Despite his lack of success, Rajagopal was instrumental in increasing the BJP’s vote share in Thiruvananthapuram. In the last parliamentary election, he managed to lead in 60 of the 100 wards in Thiruvananthapuram corporation and for the first time pushed the LDF’s candidate to the third position.
“There is a clear split in anti-incumbency votes with the entry of Rajagopal and this has the potential to push one of the two principal parties to the third position,” said KM Sajad Ibrahim, state coordinator of the Lokniti network and associate professor at the department of political science in University of Kerala.
The stakes are high for all three parties.
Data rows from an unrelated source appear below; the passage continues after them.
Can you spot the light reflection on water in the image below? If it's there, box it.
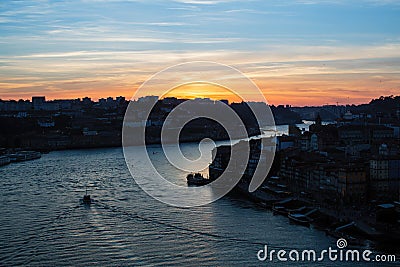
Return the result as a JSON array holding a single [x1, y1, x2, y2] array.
[[0, 123, 394, 266]]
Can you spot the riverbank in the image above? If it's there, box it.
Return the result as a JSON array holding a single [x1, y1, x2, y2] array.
[[231, 176, 400, 249]]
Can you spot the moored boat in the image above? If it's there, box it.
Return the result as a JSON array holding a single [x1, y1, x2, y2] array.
[[186, 173, 211, 185], [288, 213, 313, 226]]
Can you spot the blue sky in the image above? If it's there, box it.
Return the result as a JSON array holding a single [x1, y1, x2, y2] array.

For chief minister Oommen Chandy, a defeat in Aruvikkara, which has been a Congress bastion for the past 24 years, will be a setback he cannot afford. Chandy, who has been aggressively campaigning for the past one-and-half weeks, has gone to the extent of declaring the by-polls a referendum on his government.
The BJP's candidate, and a former member of Atal Bihari Vajpayee's cabinet, Rajagopal is hoping to break his unlucky streak of unsuccessfully contesting 9 Kerala elections (Taken from O Rajagopal's official Facebook page)
For the CPI-M, this is the first election after Kodiyeri Balakrishnan took over as the new state secretary. It is also the first polls under the direct supervision of Pinarayi Vijayan, tipped to be the party’s chief ministerial candidate in the 2016 assembly elections.
The campaign on the ground, however, is being led by former chief minister VS Achuthanandan, who has been addressing public meetings for the past four days. With the party losing its grip in West Bengal, a by-election victory in Kerala could be a huge morale booster.
“The CPI-M has not won a single major election after the Thiruvambadi by-poll in 2006. It is a do or die situation for them. A defeat in Aruvikkara, in spite of so many allegations against the ruling combine, will further scuttle their chances in the upcoming local body elections just five months away,” said political analyst A Jayashankar.
In the BJP’s case, a victory in Aruvikkara will finally mark the party's presence in Kerala’s electoral landscape. In spite of having a large number of RSS cadres in the state, the BJP has yet to make a dent in the assembly.